In countless films about emergencies, crimes and police work, the 911 dispatcher is but a bit player, an anonymous, robotic voice briefly heard on the other end of a breathless call made by our movie's main players.
But in "The Call," the 911 operator gets a starring role. It would seem to be long overdue, since Halle Berry is apparently among their ranks.
She's a highly professional emergency operator in Los Angeles, where the trauma of a first kidnapping case has forced her to hang up the headset. But, having shifted to a trainer position, she's lured back for a second kidnapping call when a rookie dispatcher can't handle the frightened pleas from a teenager trapped in a car's trunk (Abigail Breslin).

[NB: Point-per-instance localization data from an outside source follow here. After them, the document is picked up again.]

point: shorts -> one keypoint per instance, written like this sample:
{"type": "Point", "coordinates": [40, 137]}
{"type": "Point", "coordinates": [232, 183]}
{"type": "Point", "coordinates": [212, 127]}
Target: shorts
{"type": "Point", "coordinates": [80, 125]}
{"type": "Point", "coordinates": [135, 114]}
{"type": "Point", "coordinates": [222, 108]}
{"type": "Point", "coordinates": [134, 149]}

"The Call" dials up a shallow thrill ride, but one efficiently peppered with your typical "don't go in there!" moments. But what once was usual for Hollywood – reliable, popcorn-eating genre frights – isn't so much anymore. "The Call" is a rudimentary, almost old-fashioned 90-minute escape that manages to achieve its low ambitions.
But while "The Call" manages to build some suspense from the trunk of the car – the clever attempts to elicit help, the dwindling cellphone battery – its deficiencies become less forgivable after the action turns off the road. Michael Eklund's psychopath kidnapper is cartoonishly drawn.
Berry keeps the film rolling even when it veers off course. Breslin, making a leap to more sordid territory, has little to do but be scared.